Li Lanlan, Wang Ziyue, Wang Chongyang, Chen Tao, Deng Ke, Wei Hong'an, Wang Dabiao, Li Juan, Zhang Heng
College of Physics and Information Engineering, Fuzhou University, Fuzhou, 350108, China.
Fujian Key Laboratory for Intelligent Processing and Wireless Transmission of Media Information, Fuzhou University, Fuzhou, 350108, China.
BMC Med Imaging. 2025 Jul 28;25(1):298. doi: 10.1186/s12880-025-01833-8.

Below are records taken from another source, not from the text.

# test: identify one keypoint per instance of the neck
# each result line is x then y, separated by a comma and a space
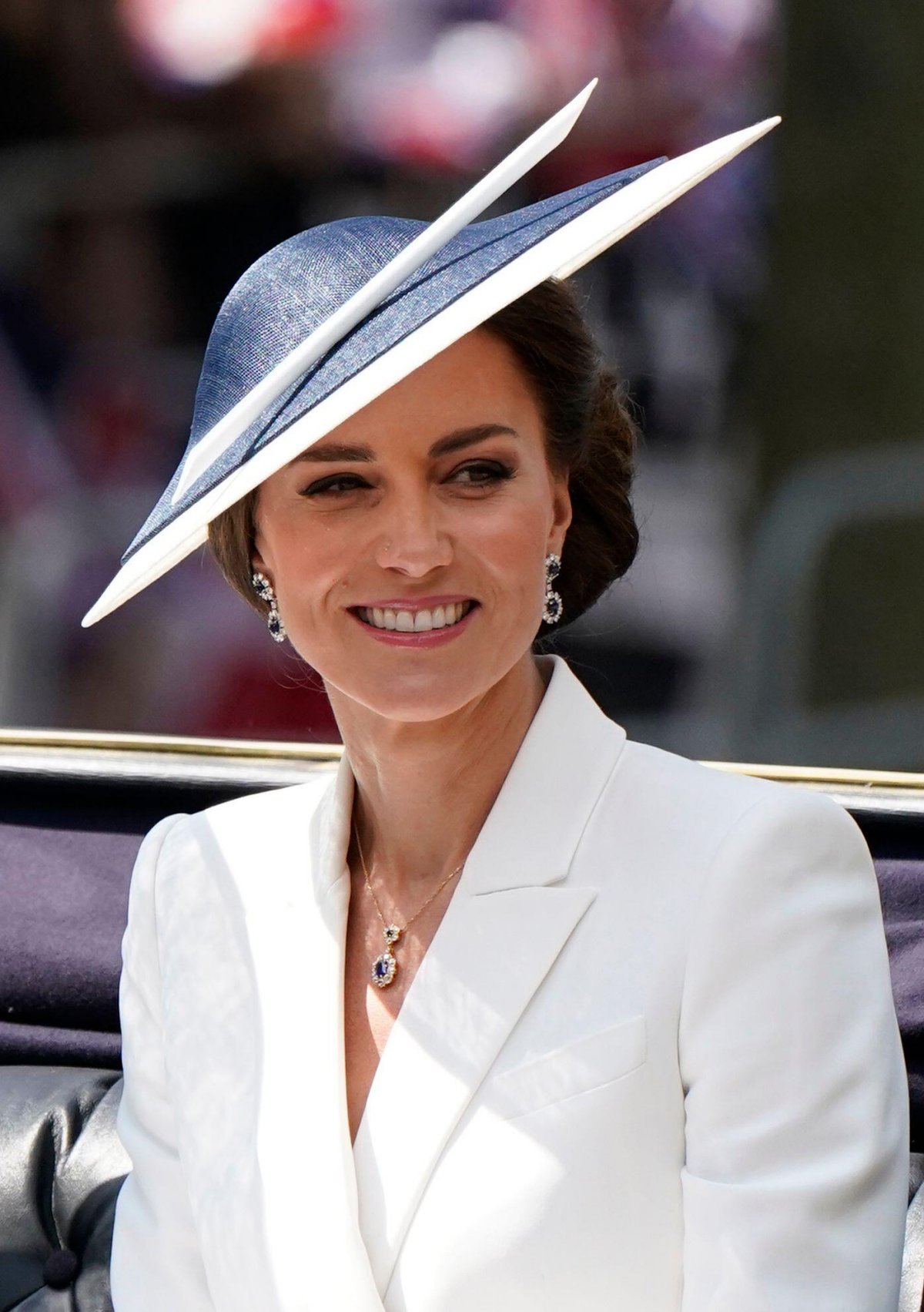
424, 790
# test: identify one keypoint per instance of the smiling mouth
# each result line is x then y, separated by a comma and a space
414, 621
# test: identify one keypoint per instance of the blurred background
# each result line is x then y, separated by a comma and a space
768, 327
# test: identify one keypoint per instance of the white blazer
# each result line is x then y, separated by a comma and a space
649, 1063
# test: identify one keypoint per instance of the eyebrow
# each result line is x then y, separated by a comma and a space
455, 441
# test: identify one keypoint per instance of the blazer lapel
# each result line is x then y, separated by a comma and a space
501, 935
303, 1142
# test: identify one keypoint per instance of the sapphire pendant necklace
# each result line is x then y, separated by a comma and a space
384, 967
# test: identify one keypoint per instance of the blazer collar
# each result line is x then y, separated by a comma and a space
477, 978
501, 935
558, 773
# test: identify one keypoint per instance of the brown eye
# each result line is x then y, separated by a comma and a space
334, 485
481, 472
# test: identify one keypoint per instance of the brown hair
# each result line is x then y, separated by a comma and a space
589, 433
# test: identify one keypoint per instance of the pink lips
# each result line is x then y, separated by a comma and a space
429, 638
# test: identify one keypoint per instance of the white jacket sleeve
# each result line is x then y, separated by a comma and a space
795, 1185
156, 1263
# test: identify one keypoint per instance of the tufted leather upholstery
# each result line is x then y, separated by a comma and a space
61, 1169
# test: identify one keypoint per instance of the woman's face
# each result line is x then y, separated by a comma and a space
407, 548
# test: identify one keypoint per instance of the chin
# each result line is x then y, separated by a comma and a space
418, 696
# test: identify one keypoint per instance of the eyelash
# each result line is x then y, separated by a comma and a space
496, 471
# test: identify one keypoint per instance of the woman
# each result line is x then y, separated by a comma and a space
515, 1013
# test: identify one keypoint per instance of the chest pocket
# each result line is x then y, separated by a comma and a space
577, 1067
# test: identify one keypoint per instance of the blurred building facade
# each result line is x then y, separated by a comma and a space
149, 149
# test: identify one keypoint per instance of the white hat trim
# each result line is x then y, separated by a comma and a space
557, 255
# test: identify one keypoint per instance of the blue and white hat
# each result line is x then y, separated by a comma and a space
332, 317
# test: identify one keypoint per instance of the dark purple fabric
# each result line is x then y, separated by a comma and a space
63, 905
902, 890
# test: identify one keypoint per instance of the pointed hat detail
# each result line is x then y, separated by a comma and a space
332, 317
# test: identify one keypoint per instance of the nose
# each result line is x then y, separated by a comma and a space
413, 539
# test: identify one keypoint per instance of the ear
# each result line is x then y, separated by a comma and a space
561, 513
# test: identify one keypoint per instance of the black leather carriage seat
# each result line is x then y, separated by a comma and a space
65, 854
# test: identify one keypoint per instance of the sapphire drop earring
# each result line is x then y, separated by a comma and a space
263, 589
554, 605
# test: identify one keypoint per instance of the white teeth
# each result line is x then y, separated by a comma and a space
413, 622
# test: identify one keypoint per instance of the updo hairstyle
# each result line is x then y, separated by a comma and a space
589, 433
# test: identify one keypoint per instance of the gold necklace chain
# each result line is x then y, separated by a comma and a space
384, 967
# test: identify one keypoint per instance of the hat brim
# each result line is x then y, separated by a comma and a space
608, 216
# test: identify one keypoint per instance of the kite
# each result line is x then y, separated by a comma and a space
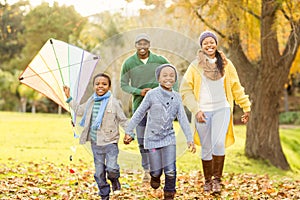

Accurate identification of anal fistulas is essential, as it directly impacts the severity of subsequent perianal infections, prognostic indicators, and overall treatment outcomes. Traditional manual recognition methods are inefficient. In response, computer vision methods have been adopted to improve efficiency. Convolutional neural networks(CNNs) are the main basis for detecting anal fistulas in current computer vision techniques. However, these methods often struggle to capture long-range dependencies effectively, which results in inadequate handling of images of anal fistulas.
This study proposes a new fusion model, CVT-HNet, that integrates MobileNet with vision transformer technology. This design utilizes CNNs to extract local features and Transformers to capture long-range dependencies. In addition, the MobileNetV2 with Coordinate Attention mechanism and encoder modules are optimized to improve the precision of detecting anal fistulas.
Comparative experimental results show that CVT-HNet achieves an accuracy of 80.66% with significant robustness. It surpasses both pure Transformer architecture models and other fusion networks. Internal validation results demonstrate the reliability and consistency of CVT-HNet. External validation demonstrates that our model exhibits commendable transportability and generalizability. In visualization analysis, CVT-HNet exhibits a more concentrated focus on the region of interest in images of anal fistulas. Furthermore, the contribution of each CVT-HNet component module is evaluated by ablation experiments.
The experimental results highlight the superior performance and practicality of CVT-HNet in detecting anal fistulas. By combining local and global information, CVT-HNet demonstrates strong performance. The model not only achieves high accuracy and robustness but also exhibits strong generalizability. This makes it suitable for real-world applications where variability in data is common.These findings emphasize its effectiveness in clinical contexts.
准确识别肛瘘至关重要,因为它直接影响后续肛周感染的严重程度、预后指标及整体治疗效果。传统的人工识别方法效率低下。为此,人们采用计算机视觉方法来提高效率。卷积神经网络(CNNs)是当前计算机视觉技术中检测肛瘘的主要基础。然而,这些方法往往难以有效捕捉长距离依赖关系,导致对肛瘘图像的处理不足。
本研究提出一种新的融合模型CVT-HNet,它将MobileNet与视觉Transformer技术相结合。这种设计利用CNNs提取局部特征,利用Transformer捕捉长距离依赖关系。此外,对具有坐标注意力机制的MobileNetV2和编码器模块进行了优化,以提高肛瘘检测的精度。
对比实验结果表明,CVT-HNet的准确率达到80.66%,具有显著的鲁棒性。它超越了纯Transformer架构模型和其他融合网络。内部验证结果证明了CVT-HNet的可靠性和一致性。外部验证表明,我们的模型具有良好的可迁移性和通用性。在可视化分析中,CVT-HNet对肛瘘图像感兴趣区域的关注更为集中。此外,通过消融实验评估了CVT-HNet各组件模块的贡献。
实验结果突出了CVT-HNet在肛瘘检测中的卓越性能和实用性。通过结合局部和全局信息,CVT-HNet表现出强大的性能。该模型不仅实现了高精度和鲁棒性,还具有很强的通用性。这使其适用于数据变化常见的实际应用场景。这些发现强调了其在临床环境中的有效性。